STATE CORONER’S COURT OF NEW SOUTH WALES Inquest: Inquest into the death of WM Hearing Dates: 20 October 2023 Date of Findings: 6 March 2024 Place of Findings: Coroner’s Court of New South Wales at Lidcombe Findings of: Magistrate Joan Baptie, Deputy State Coroner Catchwords: CORONIAL LAW – death in custody, cause and manner of death File Number: 2020/00103021 Representation: Mr D Welsh, Coronial Advocate Assisting the Coroner Mr V Musico for the Commissioner of Corrective Services, New South Wales Ms N Szulgit for Justice Health and Forensic Mental Health Network Findings WM died between 2 – 3 April 2020 at Lithgow Correctional Centre, 596 Great Western Highway, Marrangaroo. The cause of WM’s death was in keeping with hanging. WM died from self-inflicted injuries, whilst in lawful custody serving a sentence of imprisonment.
Non-publication order See Annexure A
- Introduction 1.1 At the time of his death, Mr WM was 59 years of age and was in lawful custody, serving a sentence of imprisonment.
1.2 WM had a medical history which was significant for depression, anxiety, hypertension and seizures. He had a history of attempting self-harm in custody in 2010.
1.3 WM commenced serving his prison sentence on 20 May 2010.
1.4 On 3 April 2020, he did not present for the morning inmate roll call and was located in his cell hanging from a hand-crafted ligature which was placed around his neck and fastened to a metal grating located above the rear door of his cell.
1.5 The identity of WM and the location and time of his death are not in issue.
This inquest has focused on the manner and cause of his death.
1.6 WM’s brother, Mr BM has been present during these proceedings and has been in contact with the Coronial Advocate assisting prior to these proceedings. I would like to express my condolences to WM’s family. I hope that WM’s family have found some comfort in the careful examination of the circumstances surrounding his death.
- The legislative requirement for an Inquest 2.1 Pursuant to the Coroner’s Act 2009 (“the Act”), a Coroner is required to investigate all reportable deaths to determine the identity of the person that has died, when and where they died, and the cause and manner of their death.
2.2 A person can be detained in lawful custody either as a result of the refusal of bail pending the determination of alleged criminal charges, or as a sentenced prisoner after conviction.

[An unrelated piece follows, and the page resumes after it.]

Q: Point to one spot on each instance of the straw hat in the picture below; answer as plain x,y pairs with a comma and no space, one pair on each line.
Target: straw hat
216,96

Section 23 of “the Act” requires the Court undertake a mandatory inquest when a person dies within a custodial setting, to ensure that a person deprived of their liberty, is adequately cared for by the State within that custodial setting.
2.3 The coronial investigation and inquest provides an independent inquiry into the circumstances surrounding a person’s death in custody to assess issues of accountability, transparency and to ensure that the State has discharged its duty of care to an individual.
2.4 During these proceedings, evidence was received in the form of statements and other documentation, tendered in Court, and admitted into evidence. In addition, oral evidence was received from the officer in charge of the investigation, Detective Senior Constable Andrew Cole. Mr BM provided an oral statement on behalf of his family.
2.5 All material placed before the Court has been thoroughly reviewed and considered.
- WM’s life 3.1 WM was born on 21 September 1960 in Pennsylvania in the United States of America. He lived in the USA for most of his life. He served in the United States Marine Corp from 1978 until 1984. His postings included attending the Marine Security Guard School in 1982 and serving as a marine security guard in the US embassies in Argentina and China. He also served in the National Guard and the United States Air Force.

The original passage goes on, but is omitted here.